Principal Component Analysis on MNIST dataset

../_images/light-pca.svg ../_images/dark-pca.svg
  1. Load data

# pip install scikit-learn
import detroit as d3
import polars as pl # for data manipulation
from collections import namedtuple
from sklearn.datasets import load_digits # for MNIST dataset
from sklearn.decomposition import PCA # PCA decomposition
from sklearn.preprocessing import StandardScaler # To normalize data

# Prepare data
mnist = load_digits() # load data
scaler = StandardScaler() # initialize scaler
X_scaled = scaler.fit_transform(mnist.data) # update scaler and normalize data
pca = PCA(n_components=2) # initialize PCA decomposition
components = pca.fit_transform(X_scaled) # update PCA and transform data

df = pl.DataFrame(components, schema=["Component 1", "Component 2"])
df = df.insert_column(2, pl.Series("digit", mnist.target)) # add digit as "Z-axis" for color
shape: (1_797, 3)
┌─────────────┬─────────────┬───────┐
│ Component 1 ┆ Component 2 ┆ digit │
│ ---         ┆ ---         ┆ ---   │
│ f64         ┆ f64         ┆ i64   │
╞═════════════╪═════════════╪═══════╡
│ 1.914217    ┆ -0.954454   ┆ 0     │
│ 0.58898     ┆ 0.924555    ┆ 1     │
│ 1.302033    ┆ -0.317105   ┆ 2     │
│ -3.02077    ┆ -0.868772   ┆ 3     │
│ 4.528946    ┆ -1.093314   ┆ 4     │
│ …           ┆ …           ┆ …     │
│ 0.104338    ┆ 0.254933    ┆ 9     │
│ 2.423241    ┆ -1.429641   ┆ 0     │
│ 1.022598    ┆ -0.148016   ┆ 8     │
│ 1.076056    ┆ -0.380974   ┆ 9     │
│ -1.257696   ┆ -2.227632   ┆ 8     │
└─────────────┴─────────────┴───────┘
  1. Make the PCA chart

# Specify the chart's dimensions
width = 928
height = 600

Margin = namedtuple("Margin", ["top", "right", "bottom", "left"])
margin = Margin(50, 30, 30, 40)


# Create the horizontal x scale
x = (
    d3.scale_linear()
    .set_domain([df["Component 1"].min(), df["Component 1"].max()])
    .nice()
    .set_range([margin.left, width - margin.right])
)

# Create the vertical y scale
y = (
    d3.scale_linear()
    .set_domain([df["Component 2"].min(), df["Component 2"].max()])
    .nice()
    .set_range([height - margin.bottom, margin.top])
)

svg = (
    d3.create("svg")
    .attr("width", width)
    .attr("height", height)
    .attr("viewBox", f"0 0 {width} {height}")
)

# Append the axis

(
    svg.append("g")
    .attr("transform", f"translate(0, {height - margin.bottom})")
    .call(d3.axis_bottom(x))
    .call(lambda g: g.select(".domain").remove())
    .call(
        lambda g: g.append("text")
        .attr("x", width - margin.right)
        .attr("y", -4)
        .attr("fill", "#000")
        .attr("font-weight", "bold")
        .attr("text-anchor", "end")
        .text("Component 1")
    )
)

(
    svg.append("g")
    .attr("transform", f"translate({margin.left}, 0)")
    .call(d3.axis_left(y))
    .call(lambda g: g.select(".domain").remove())
    .call(
        lambda g: g.select(".tick:last-of-type")
        .select("text")
        .clone()
        .attr("x", 4)
        .attr("text-anchor", "start")
        .attr("font-weight", "bold")
        .text("Component 2")
    )
)

# Append the symbols

symbol_type = d3.scale_ordinal(df["digit"].unique().sort().to_list(), d3.SYMBOLS_STROKE)

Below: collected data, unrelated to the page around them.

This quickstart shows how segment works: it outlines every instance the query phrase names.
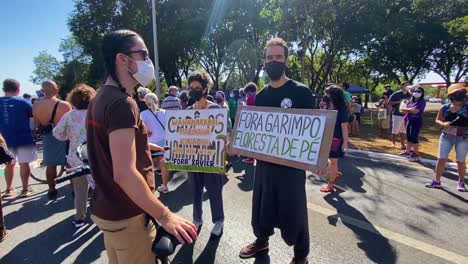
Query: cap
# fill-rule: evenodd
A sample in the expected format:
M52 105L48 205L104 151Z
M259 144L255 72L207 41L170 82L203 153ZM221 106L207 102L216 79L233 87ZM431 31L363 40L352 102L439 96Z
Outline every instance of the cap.
M466 87L464 83L455 83L448 87L447 95L451 95L460 90L465 90L468 93L468 87Z

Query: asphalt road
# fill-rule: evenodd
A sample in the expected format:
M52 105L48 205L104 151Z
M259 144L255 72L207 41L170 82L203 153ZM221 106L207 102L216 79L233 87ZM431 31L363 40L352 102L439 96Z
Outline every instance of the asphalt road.
M431 190L424 187L433 176L428 165L350 154L340 167L344 176L332 194L319 191L325 179L308 174L310 263L468 263L468 193L455 190L455 174L447 173L443 190ZM224 187L223 236L210 238L213 225L205 199L198 241L181 247L172 263L289 263L292 248L279 232L270 239L269 254L238 258L239 250L254 239L253 172L252 165L234 162ZM20 188L18 176L15 186ZM185 175L175 175L171 187L175 190L160 198L191 219ZM3 180L0 188L5 189ZM78 230L72 227L69 184L59 186L53 202L47 200L46 185L34 183L33 188L37 192L32 197L3 200L10 233L0 244L0 263L107 263L98 228L91 222Z

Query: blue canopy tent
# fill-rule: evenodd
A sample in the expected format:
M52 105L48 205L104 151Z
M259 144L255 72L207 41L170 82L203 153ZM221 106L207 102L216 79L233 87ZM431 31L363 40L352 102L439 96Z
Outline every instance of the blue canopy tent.
M349 84L348 92L352 94L370 94L369 89L354 84Z
M365 94L366 99L365 99L365 102L364 102L364 108L368 108L367 104L369 103L369 99L371 98L370 97L371 92L369 91L369 89L366 89L364 87L357 86L357 85L354 85L354 84L349 84L348 92L350 92L352 94ZM371 104L372 104L372 102L371 102ZM370 113L371 113L371 116L370 116L371 124L373 126L374 125L374 117L373 117L372 111Z

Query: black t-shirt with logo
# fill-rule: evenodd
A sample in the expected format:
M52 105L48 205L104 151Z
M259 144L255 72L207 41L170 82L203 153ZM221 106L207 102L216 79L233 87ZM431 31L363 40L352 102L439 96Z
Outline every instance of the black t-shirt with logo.
M281 87L273 88L269 85L261 90L257 94L255 105L312 109L314 99L312 91L305 84L289 80Z

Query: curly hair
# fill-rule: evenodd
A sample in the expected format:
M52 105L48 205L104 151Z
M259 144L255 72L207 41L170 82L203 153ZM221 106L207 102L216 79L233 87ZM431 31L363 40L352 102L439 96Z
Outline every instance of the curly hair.
M281 46L284 49L284 57L287 58L289 56L289 51L288 51L288 43L284 41L282 38L272 38L267 41L265 44L265 55L266 55L266 50L267 48L271 46Z
M211 88L211 83L210 83L210 75L206 72L192 72L187 80L188 85L192 82L199 82L203 88L208 88L208 92Z
M78 84L67 95L67 101L77 110L87 109L89 102L96 95L96 90L86 84Z
M331 85L325 88L326 94L330 95L330 100L335 110L347 111L346 100L343 90L337 85Z
M244 92L246 93L256 93L258 90L257 85L254 82L249 82L244 86Z

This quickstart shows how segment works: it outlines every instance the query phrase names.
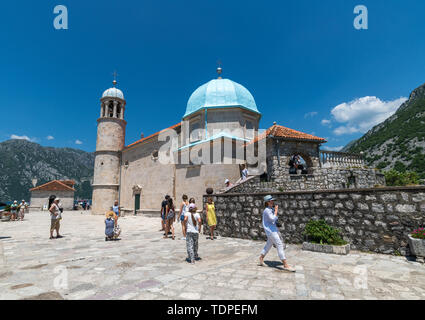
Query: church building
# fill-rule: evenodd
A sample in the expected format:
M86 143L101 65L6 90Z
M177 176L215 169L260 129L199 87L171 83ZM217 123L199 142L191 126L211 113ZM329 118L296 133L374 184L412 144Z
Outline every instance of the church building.
M250 176L271 179L279 172L276 165L286 168L294 152L301 153L310 170L321 166L319 147L325 139L277 124L259 130L261 113L252 94L223 79L221 68L217 72L217 79L192 93L180 123L127 146L126 100L114 80L102 95L97 120L94 214L105 214L114 200L125 211L159 212L165 195L178 206L183 194L194 197L200 209L206 189L218 192L226 179L234 184L244 165ZM259 147L261 141L265 143ZM258 161L248 163L246 148L253 144ZM210 161L195 161L199 155Z

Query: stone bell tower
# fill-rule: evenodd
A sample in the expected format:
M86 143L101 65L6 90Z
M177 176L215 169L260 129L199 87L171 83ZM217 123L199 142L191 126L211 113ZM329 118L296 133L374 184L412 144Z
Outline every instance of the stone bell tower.
M106 90L100 99L97 119L96 157L93 177L92 214L106 214L118 200L121 151L125 146L125 99L115 86Z

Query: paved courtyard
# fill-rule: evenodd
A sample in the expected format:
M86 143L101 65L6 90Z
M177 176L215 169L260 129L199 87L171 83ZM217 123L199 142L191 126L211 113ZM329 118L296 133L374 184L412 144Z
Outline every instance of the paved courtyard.
M180 226L162 239L159 218L123 217L121 240L105 242L103 216L63 217L64 238L53 240L47 212L0 223L0 299L425 299L425 265L405 257L289 245L294 274L274 248L257 266L264 241L202 235L202 260L190 265Z

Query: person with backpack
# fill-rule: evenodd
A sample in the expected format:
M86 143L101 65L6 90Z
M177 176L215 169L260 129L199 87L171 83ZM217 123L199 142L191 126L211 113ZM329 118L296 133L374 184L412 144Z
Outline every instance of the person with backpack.
M114 228L115 228L115 213L109 211L107 213L107 218L105 219L105 241L110 241L114 239Z
M283 270L295 272L295 269L289 266L288 262L286 261L285 251L283 250L283 243L280 239L279 230L276 226L277 212L279 207L276 205L274 206L273 210L274 200L275 199L273 199L271 195L264 197L265 209L263 211L263 228L267 235L267 243L264 246L264 249L261 251L259 265L264 266L264 257L270 251L271 247L275 245L279 258L283 263Z
M164 239L168 238L168 232L171 229L171 238L174 240L174 222L176 221L175 207L173 199L168 198L167 205L165 207L165 235Z
M161 202L161 230L159 231L165 231L165 211L167 208L167 203L168 203L168 199L170 198L170 196L167 194L165 196L165 199L162 200ZM166 235L166 233L164 233L164 236Z
M186 224L186 249L188 260L191 264L195 264L195 260L199 259L198 239L202 220L201 216L196 213L196 205L194 203L189 204L189 211L185 214L184 222Z

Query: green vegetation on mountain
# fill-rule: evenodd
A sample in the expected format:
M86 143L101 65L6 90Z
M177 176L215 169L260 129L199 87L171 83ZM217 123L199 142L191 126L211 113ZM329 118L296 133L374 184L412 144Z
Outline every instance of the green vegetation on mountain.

color = d3.scale_sequential(
    [df["digit"].min(), df["digit"].max()], d3.interpolate_rainbow
)

(
    svg.append("g")
    .attr("fill", "none")
    .attr("stroke-width", 1.5)
    .select_all("symbol")
    .data(df.iter_rows())
    .join("g")
    .attr("transform", lambda d: f"translate({x(d[0])}, {y(d[1])})")
    .append("path")
    .attr("d", lambda d: d3.symbol(symbol_type(d[2]))())
    .attr("stroke", lambda d: color(d[2]))
)

# Legend

labels = df["digit"].unique().sort()
nb_columns = labels.len()  # number of labels
offset = 40  # Space between legend labels
symbol_size = 3

legend = svg.append("g").select_all("legend").data(labels.to_list()).enter()

(
    legend.append("g")
    .attr(
        "transform",
        lambda _, i: f"translate({i * offset + margin.left - symbol_size * 4}, {30 - symbol_size * 1.5})"
    )
    .append("path")
    .attr("d", lambda d: d3.symbol(symbol_type(d))())
    .style("stroke-width", 1.5)
    .style("stroke", lambda d: color(d))
    .style("fill", "none")
)

(
    legend.append("text")
    .attr("x", lambda _, i: i * offset + margin.left)
    .attr("y", 30)
    .text(lambda d: str(d))
    .style("fill", "black")
    .style("font-size", 15)
)
  1. Save your chart

with open("pca.svg", "w") as file:
    file.write(str(svg))